In its trash agreement with Western, Pacific Waste agreed to charge $2.50 per ton less than the average price charged by dumps in Los Angeles County, adjusted quarterly during the 27-year life of the contract. The county's largest dump, Puente Hills, charges $7 a ton.
Duarte Mayor John Van Doren, who has strongly opposed the project, said he believes the "sweetheart deal" represented by the discount offered to Western could lower projected income to the point where the project would no longer be economically feasible.
Pacific Waste officials have been unwilling to discuss financing in detail.
The incineration plant would have two sources of income: fees charged for accepting trash and payments made by Southern California Edison Co. for the purchase of electricity.
Although the trash agreement does not specify where Western would get the trash to deliver to Irwindale, most of the company's business is near its headquarters in Carson.

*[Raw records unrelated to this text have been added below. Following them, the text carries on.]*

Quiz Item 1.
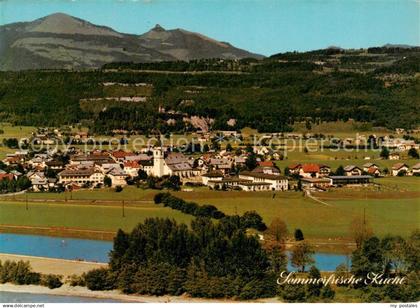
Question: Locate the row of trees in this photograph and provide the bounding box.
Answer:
[154,193,267,231]
[0,260,63,289]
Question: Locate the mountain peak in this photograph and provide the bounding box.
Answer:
[28,12,121,37]
[150,24,166,32]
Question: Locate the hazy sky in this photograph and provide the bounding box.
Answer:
[0,0,420,55]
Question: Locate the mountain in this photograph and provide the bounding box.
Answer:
[0,13,262,70]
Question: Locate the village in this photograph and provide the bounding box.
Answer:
[0,128,420,193]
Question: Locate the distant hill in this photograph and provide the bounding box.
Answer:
[0,13,262,70]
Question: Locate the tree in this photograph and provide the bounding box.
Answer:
[245,152,257,170]
[104,176,112,187]
[379,148,389,159]
[291,241,315,272]
[137,169,147,181]
[335,165,346,175]
[241,211,267,231]
[85,268,115,291]
[266,217,287,242]
[306,266,323,297]
[407,148,419,159]
[295,229,305,242]
[350,217,373,248]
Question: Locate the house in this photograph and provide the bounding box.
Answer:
[239,171,289,190]
[124,161,142,178]
[233,155,246,167]
[45,160,65,171]
[288,164,302,175]
[299,164,331,178]
[388,152,400,160]
[301,178,332,189]
[328,175,372,186]
[208,158,232,174]
[252,165,281,175]
[238,181,273,191]
[104,166,127,187]
[70,154,114,166]
[148,149,200,179]
[201,171,223,186]
[344,165,362,176]
[26,171,50,191]
[58,168,104,186]
[28,154,52,168]
[111,150,134,162]
[258,161,274,167]
[362,163,379,172]
[0,173,14,181]
[365,166,382,178]
[411,163,420,176]
[391,163,408,176]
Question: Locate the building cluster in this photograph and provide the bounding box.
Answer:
[0,139,420,191]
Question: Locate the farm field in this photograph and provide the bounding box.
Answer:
[178,192,420,238]
[0,177,420,239]
[0,202,192,231]
[0,123,35,159]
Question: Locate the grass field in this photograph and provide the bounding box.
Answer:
[0,202,192,231]
[175,192,420,238]
[0,177,420,238]
[0,123,35,159]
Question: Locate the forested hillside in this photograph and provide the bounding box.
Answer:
[0,47,420,133]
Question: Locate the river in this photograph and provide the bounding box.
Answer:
[0,234,350,271]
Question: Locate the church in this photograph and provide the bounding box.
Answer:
[146,149,200,179]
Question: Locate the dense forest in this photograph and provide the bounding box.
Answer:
[0,48,420,133]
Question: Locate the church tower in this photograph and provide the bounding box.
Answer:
[152,149,165,177]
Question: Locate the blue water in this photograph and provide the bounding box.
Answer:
[0,234,112,263]
[0,234,350,271]
[287,252,350,271]
[0,292,122,303]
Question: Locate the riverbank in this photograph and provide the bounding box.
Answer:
[0,225,356,254]
[0,253,108,278]
[0,283,280,303]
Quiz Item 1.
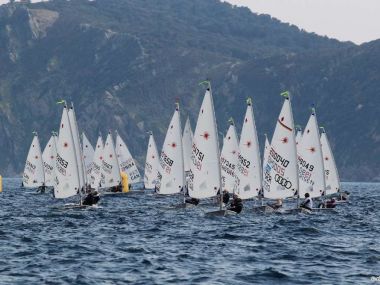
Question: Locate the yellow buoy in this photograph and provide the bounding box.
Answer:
[120,172,129,193]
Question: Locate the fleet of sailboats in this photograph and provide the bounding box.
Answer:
[17,81,341,215]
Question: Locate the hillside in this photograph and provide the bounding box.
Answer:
[0,0,380,180]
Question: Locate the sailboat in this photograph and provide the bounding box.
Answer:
[90,134,104,190]
[68,103,87,190]
[296,127,302,150]
[116,132,141,184]
[144,132,160,189]
[82,132,95,185]
[188,81,235,216]
[157,104,185,195]
[263,92,298,211]
[42,132,57,187]
[236,98,262,199]
[220,118,239,193]
[298,108,326,201]
[101,132,122,193]
[182,117,194,179]
[54,104,82,202]
[321,128,341,195]
[22,132,45,191]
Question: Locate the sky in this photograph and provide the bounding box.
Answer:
[0,0,380,44]
[225,0,380,44]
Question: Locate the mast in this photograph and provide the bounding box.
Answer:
[63,101,83,206]
[207,81,223,210]
[71,102,87,188]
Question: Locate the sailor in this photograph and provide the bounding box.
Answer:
[228,194,243,214]
[268,199,282,210]
[110,182,123,193]
[325,198,336,209]
[223,189,230,205]
[300,193,313,210]
[185,198,199,206]
[82,190,100,206]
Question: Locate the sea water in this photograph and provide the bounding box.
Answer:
[0,179,380,284]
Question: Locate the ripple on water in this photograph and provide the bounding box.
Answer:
[0,179,380,285]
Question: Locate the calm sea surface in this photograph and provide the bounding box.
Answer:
[0,179,380,284]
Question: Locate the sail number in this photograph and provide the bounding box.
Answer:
[239,154,251,168]
[270,148,289,167]
[298,156,314,171]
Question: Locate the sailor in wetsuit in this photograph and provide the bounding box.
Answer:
[109,183,123,193]
[268,199,282,210]
[185,198,199,206]
[300,193,313,210]
[37,184,46,193]
[228,194,243,214]
[82,191,100,206]
[223,189,230,205]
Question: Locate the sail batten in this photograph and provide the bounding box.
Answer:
[157,107,185,194]
[54,106,80,198]
[189,88,221,199]
[298,112,326,198]
[263,98,298,199]
[101,132,121,188]
[220,124,239,193]
[144,133,159,189]
[237,101,262,199]
[116,132,141,184]
[22,133,45,188]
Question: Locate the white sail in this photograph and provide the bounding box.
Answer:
[68,106,86,188]
[321,129,340,195]
[22,133,45,188]
[42,134,57,187]
[296,129,302,146]
[220,123,239,193]
[189,88,221,199]
[90,135,104,189]
[298,112,326,198]
[144,133,160,189]
[157,106,185,194]
[182,117,194,174]
[54,106,80,198]
[116,132,141,184]
[263,97,298,199]
[82,133,95,183]
[237,100,262,199]
[101,132,121,188]
[261,134,272,195]
[296,128,302,151]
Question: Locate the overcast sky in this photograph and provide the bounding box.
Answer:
[0,0,380,44]
[227,0,380,44]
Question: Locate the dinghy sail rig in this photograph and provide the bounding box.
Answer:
[321,128,340,195]
[22,132,45,188]
[116,132,141,184]
[298,108,326,198]
[42,132,57,187]
[157,104,185,195]
[101,132,121,188]
[144,132,159,189]
[263,92,298,199]
[182,117,194,177]
[189,82,221,199]
[220,118,239,193]
[237,99,262,199]
[90,134,104,189]
[296,127,302,147]
[82,133,95,184]
[54,105,81,198]
[68,103,86,189]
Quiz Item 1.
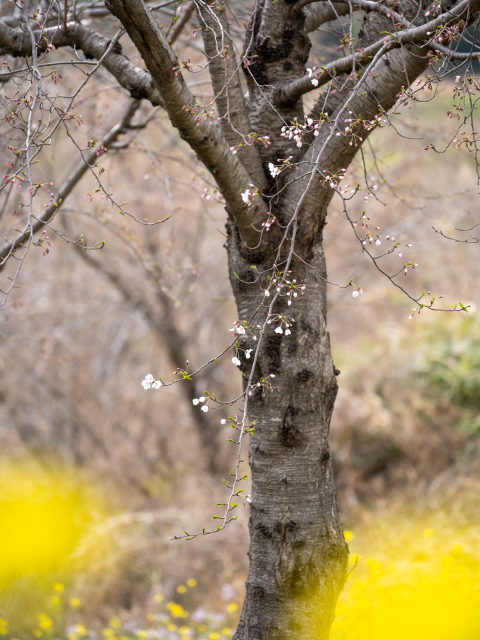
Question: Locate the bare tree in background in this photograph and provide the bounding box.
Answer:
[0,0,480,640]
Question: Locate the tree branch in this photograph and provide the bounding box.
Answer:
[304,2,350,33]
[107,0,268,245]
[0,100,140,271]
[275,0,480,105]
[197,0,267,191]
[0,20,167,105]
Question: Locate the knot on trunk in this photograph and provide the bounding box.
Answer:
[278,406,304,447]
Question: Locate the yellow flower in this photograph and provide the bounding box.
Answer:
[74,622,88,636]
[168,602,188,618]
[38,613,53,631]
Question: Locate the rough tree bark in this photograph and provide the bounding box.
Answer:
[0,0,480,640]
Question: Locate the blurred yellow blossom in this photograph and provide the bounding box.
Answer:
[38,613,53,631]
[165,602,188,618]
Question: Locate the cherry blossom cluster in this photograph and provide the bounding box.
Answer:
[425,0,442,16]
[265,271,307,304]
[242,184,260,207]
[454,131,477,149]
[33,229,53,257]
[87,138,107,158]
[230,131,272,155]
[320,169,348,189]
[142,373,162,391]
[192,396,209,413]
[267,313,295,336]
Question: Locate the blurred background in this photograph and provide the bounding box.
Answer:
[0,8,480,638]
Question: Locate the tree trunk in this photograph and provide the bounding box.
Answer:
[228,205,348,640]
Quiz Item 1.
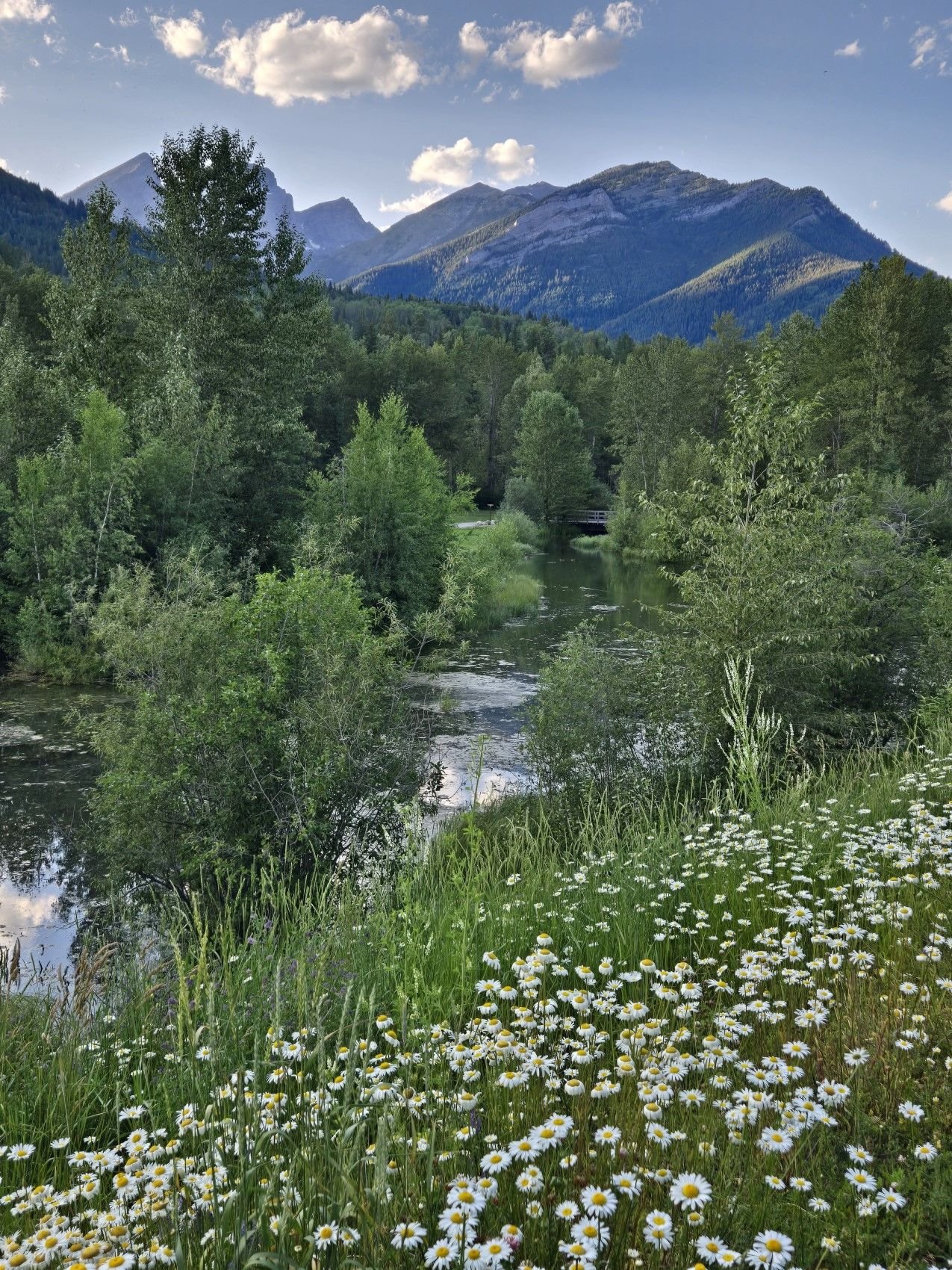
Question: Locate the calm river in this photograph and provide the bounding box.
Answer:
[0,541,668,973]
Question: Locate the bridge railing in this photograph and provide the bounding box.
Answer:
[562,508,608,524]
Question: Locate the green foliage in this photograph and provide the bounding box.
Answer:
[90,557,421,896]
[650,347,914,753]
[4,392,136,678]
[47,185,145,401]
[527,622,685,805]
[308,395,453,616]
[515,391,591,522]
[502,477,542,522]
[448,512,542,629]
[350,163,924,344]
[0,167,85,273]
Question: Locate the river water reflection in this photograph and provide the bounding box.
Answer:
[419,531,671,814]
[0,531,669,973]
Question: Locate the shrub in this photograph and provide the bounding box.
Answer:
[89,556,421,890]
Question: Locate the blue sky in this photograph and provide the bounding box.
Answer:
[0,0,952,274]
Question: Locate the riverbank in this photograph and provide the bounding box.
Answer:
[0,734,952,1270]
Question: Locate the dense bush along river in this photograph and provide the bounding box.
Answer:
[0,544,668,974]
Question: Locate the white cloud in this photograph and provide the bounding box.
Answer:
[0,0,53,22]
[484,137,535,185]
[459,22,489,58]
[379,137,535,214]
[604,0,641,36]
[379,189,447,216]
[198,7,423,105]
[493,0,641,87]
[93,40,132,66]
[909,18,952,76]
[152,9,208,58]
[410,137,480,189]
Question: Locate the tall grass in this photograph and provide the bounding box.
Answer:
[0,735,952,1270]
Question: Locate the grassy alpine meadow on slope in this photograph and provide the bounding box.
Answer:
[0,738,952,1270]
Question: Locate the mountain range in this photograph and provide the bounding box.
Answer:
[0,154,918,341]
[63,154,379,261]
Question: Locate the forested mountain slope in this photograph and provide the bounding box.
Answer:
[320,180,559,282]
[0,167,87,273]
[65,152,379,259]
[352,163,918,341]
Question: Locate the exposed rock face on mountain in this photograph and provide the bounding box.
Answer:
[345,163,918,341]
[62,152,155,225]
[63,154,379,258]
[319,180,559,282]
[293,198,381,256]
[40,154,929,341]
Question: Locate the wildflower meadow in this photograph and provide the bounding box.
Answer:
[0,748,952,1270]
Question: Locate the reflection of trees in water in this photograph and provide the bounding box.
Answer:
[0,684,111,952]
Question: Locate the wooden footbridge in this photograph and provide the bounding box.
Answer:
[562,508,608,533]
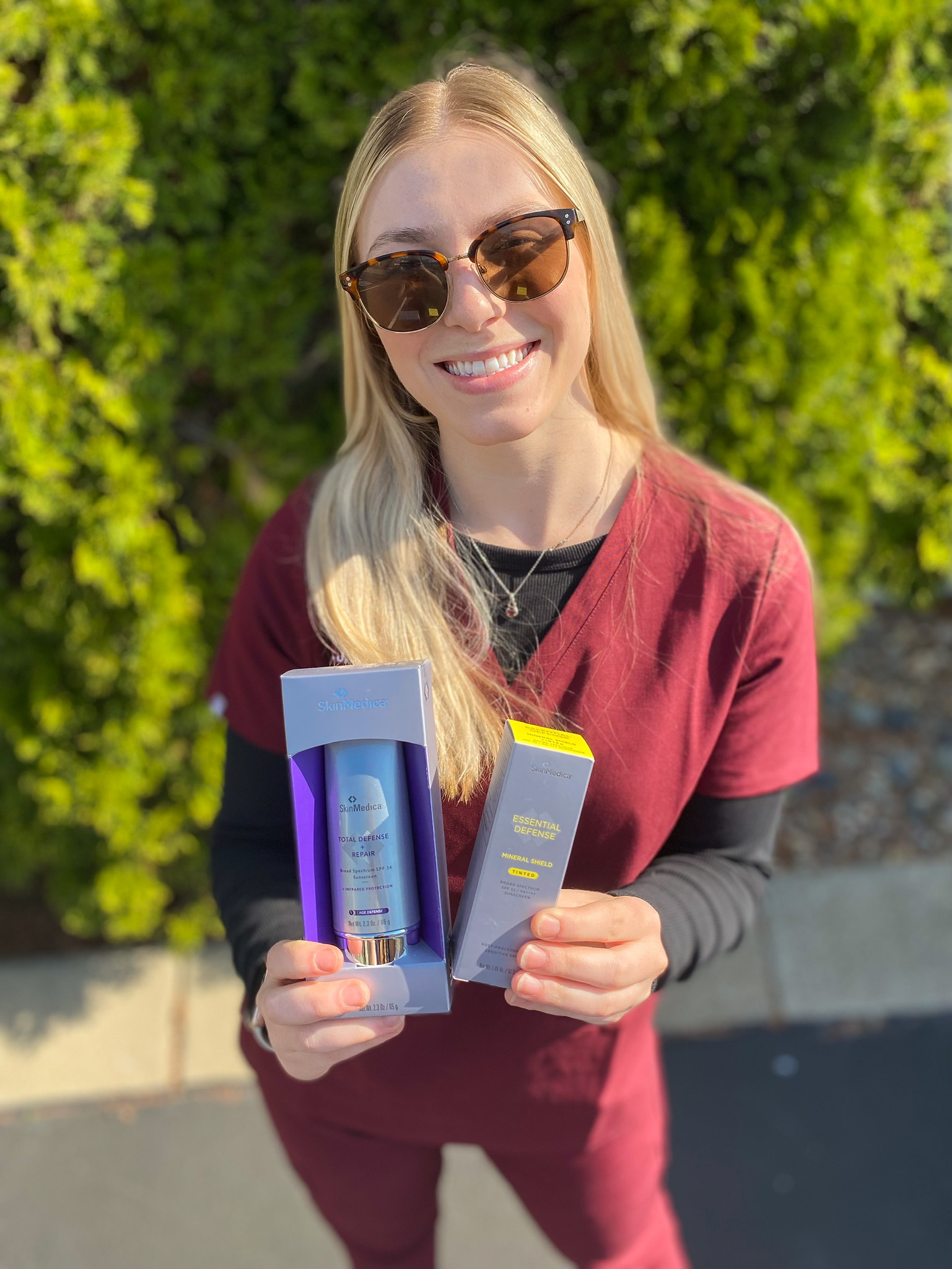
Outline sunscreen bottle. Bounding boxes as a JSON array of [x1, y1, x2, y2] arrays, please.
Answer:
[[324, 740, 420, 964]]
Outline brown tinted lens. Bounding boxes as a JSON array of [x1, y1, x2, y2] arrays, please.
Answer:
[[357, 255, 447, 331], [476, 216, 569, 300]]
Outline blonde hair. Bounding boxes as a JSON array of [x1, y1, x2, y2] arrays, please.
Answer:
[[307, 63, 660, 798]]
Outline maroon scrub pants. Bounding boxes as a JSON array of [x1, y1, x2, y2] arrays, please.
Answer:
[[242, 1033, 689, 1269]]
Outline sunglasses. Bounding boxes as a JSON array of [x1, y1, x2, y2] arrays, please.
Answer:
[[340, 207, 583, 334]]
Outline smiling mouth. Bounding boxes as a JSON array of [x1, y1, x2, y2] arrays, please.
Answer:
[[437, 339, 538, 380]]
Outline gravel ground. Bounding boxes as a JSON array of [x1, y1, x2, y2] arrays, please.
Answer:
[[778, 611, 952, 868]]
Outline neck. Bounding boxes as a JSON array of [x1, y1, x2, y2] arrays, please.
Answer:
[[439, 393, 637, 551]]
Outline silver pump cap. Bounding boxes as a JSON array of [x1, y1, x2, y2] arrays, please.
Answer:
[[346, 933, 406, 964]]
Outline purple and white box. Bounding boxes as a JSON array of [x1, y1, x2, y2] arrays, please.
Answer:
[[281, 661, 452, 1016]]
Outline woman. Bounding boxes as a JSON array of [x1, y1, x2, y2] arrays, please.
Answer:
[[211, 66, 816, 1269]]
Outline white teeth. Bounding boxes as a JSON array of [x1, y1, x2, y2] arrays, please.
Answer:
[[443, 344, 532, 378]]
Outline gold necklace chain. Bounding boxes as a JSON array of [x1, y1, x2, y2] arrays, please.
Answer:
[[457, 433, 614, 621]]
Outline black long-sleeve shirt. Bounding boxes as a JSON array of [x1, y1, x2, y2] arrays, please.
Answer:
[[212, 536, 783, 996]]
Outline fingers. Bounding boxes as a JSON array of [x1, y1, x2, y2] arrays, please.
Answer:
[[505, 974, 651, 1026], [277, 1015, 406, 1080], [519, 938, 665, 990], [258, 977, 370, 1031], [265, 939, 344, 982], [532, 892, 662, 943]]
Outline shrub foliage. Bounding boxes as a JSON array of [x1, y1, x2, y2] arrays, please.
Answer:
[[0, 0, 952, 943]]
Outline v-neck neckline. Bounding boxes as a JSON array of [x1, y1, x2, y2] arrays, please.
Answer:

William Goedike, Western's vice president for contract administration, said the company collects trash from households in 10 to 12 cities, mostly in the South Bay and including only Sierra Madre in the San Gabriel Valley, picks up industrial and commercial trash from the San Fernando Valley east to Riverside and runs a large transfer station in Carson for its own trucks and other haulers.
Goedike said the company hauls trash to dumps from its Carson transfer station, using large trucks that have three times the capacity of an ordinary trash truck. The transfer station is open to the public and the trash that is unloaded there could come from anywhere, he said.
The waste-supply agreement with Pacific notes that Western unloads more than 2,000 tons of trash a day at the BKK landfill in West Covina, Puente Hills landfill in Hacienda Heights and a landfill in Azusa.